Danny Ainge, Dr. Regina Cavanaugh Murphy, Oliver Luck, Pablo Morales and Dr. F.Sherwood Rowland To Be Inducted Into GTE Academic ALL-AMERICA Hall Of Fame

IRVING, Texas., March 21 - Five outstanding former student-athletes will be inducted into the GTE Academic All-America Hall of Fame at ceremonies at the Fairmont Copley Plaza in Boston on May 1. This year's 13th class will be inducted by CBS sportscaster Dick Enberg, spokesman for the GTE Academic All-America program and host for the ceremonies.

The inductees are Danny Ainge (Brigham Young University, class of 1992), a college basketball player of the year who went on to play 14 seasons in the NBA; Dr.
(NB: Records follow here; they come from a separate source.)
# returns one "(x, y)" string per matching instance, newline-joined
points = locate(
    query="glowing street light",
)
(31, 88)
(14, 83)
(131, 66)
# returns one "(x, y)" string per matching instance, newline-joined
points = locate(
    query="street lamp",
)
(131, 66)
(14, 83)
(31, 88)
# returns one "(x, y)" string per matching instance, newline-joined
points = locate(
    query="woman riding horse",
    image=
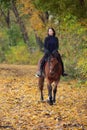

Regina Cavanaugh Murphy (Rice University, class of 1987), a star shot-putter and Rhodes Scholar candidate; Oliver Luck (West Virginia University, class of 1982), a three-year starting quarterback who set many school passing records; and Pablo Morales (Stanford University, class of 1987), an 11-time NCAA swimming champion who won three Olympic gold medals.

Also entering the Hall of Fame as an honorary inductee is Dr. F. Sherwood Rowland (Ohio Wesleyan University, class of 1948/University of Chicago, class of 1952), a two-sport standout who became a Nobel Prize winner. (See complete inductee profiles below).

GTE, in conjunction with the College Sports Information Directors of America (CoSIDA), established the Hall of Fame in 1988 to honor former college scholar-athletes who have excelled in their professions and have made substantial contributions to their communities. There are now 63 members of the Hall of Fame, including this year's class.

To be eligible, an individual must have been a GTE Academic All-America Team member while in school and have graduated from college at least 10 years ago with an overall GPA of at least 3.0 on a 4.0 scale. The 2000 inductees were selected from a group of 100 individuals who were nominated by a 90-member voting board representing CoSIDA's 1,800 members.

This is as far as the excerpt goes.